Monitoring Amazon EKS Anywhere using Amazon Managed Service for Prometheus and Amazon Managed Grafana
This blog provides a step-by-step guide on how to monitor your containerized workload running on Amazon EKS Anywhere by publishing metrics to Amazon Managed Service for Prometheus and using Amazon Managed Grafana to visualize.
Amazon EKS Anywhere is a deployment option for Amazon EKS that enables you to easily create and operate Kubernetes clusters on a customer-managed vSphere environment (or bare metal coming in 2022). EKS Anywhere provides an installable software package for creating and operating Kubernetes clusters on premises and automation tooling for cluster lifecycle support. EKS Anywhere brings a consistent AWS management experience to your data center, building on the strengths of Amazon EKS Distro, an open-source distribution for Kubernetes used by Amazon EKS.

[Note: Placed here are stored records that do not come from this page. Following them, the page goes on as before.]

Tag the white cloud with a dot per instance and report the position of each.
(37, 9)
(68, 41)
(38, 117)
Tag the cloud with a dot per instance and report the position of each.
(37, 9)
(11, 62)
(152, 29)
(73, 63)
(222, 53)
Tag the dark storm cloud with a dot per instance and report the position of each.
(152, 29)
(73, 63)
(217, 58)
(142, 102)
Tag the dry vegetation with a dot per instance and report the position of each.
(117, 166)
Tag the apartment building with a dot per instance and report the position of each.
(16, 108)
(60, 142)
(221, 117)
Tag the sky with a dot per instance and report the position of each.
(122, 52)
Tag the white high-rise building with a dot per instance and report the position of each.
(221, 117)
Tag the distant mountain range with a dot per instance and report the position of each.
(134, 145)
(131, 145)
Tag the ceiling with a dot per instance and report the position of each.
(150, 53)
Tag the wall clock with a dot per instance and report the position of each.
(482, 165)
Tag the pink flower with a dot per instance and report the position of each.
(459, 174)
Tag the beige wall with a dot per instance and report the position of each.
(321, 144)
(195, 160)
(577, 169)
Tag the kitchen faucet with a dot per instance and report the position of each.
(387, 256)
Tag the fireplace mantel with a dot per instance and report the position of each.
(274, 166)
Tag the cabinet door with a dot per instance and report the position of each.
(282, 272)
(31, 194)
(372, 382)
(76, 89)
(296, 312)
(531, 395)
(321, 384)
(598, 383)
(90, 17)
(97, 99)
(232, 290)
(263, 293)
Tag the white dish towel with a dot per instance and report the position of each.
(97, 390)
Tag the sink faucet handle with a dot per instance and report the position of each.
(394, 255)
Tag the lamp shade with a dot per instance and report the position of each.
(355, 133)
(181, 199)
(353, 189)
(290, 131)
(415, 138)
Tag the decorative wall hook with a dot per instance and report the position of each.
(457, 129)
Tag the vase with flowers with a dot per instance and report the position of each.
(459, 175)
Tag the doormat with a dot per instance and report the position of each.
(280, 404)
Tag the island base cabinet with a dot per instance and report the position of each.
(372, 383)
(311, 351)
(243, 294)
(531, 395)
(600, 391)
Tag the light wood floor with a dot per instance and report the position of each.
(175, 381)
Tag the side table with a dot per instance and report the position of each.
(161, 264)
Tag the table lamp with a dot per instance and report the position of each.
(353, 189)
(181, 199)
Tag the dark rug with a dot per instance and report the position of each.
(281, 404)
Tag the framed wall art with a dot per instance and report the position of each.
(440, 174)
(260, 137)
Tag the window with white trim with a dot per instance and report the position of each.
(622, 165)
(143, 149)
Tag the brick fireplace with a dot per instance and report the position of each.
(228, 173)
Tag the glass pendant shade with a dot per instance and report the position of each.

The following figure illustrates the overall architecture of setting up a Prometheus server on your EKS Anywhere cluster and Amazon Managed Service for Prometheus alongside Amazon Managed Grafana on AWS Cloud:
Customers choosing to run EKS Anywhere on their infrastructure would like to access AWS services in their nearby geography for various needs such as storage, observability, or AI enablement. In order to achieve network connectivity between customer infrastructure and the AWS Cloud, the following connectivity options are available:
- AWS Direct Connect allows you to establish dedicated connections from on-premises to AWS. With Direct Connect, you can bypass the internet, which often reduces network costs, improves bandwidth throughput, and provides a more consistent network experience. You can request 1 or 10 or 100 Gbps connections directly from AWS, which currently supports a public virtual interface.A public virtual interface can access all AWS public services using public IP addresses. This is the most recommended approach.
- Direct access to AWS services over the public internet whitelisting on-premises network security posture for endpoints and IPs of AWS services.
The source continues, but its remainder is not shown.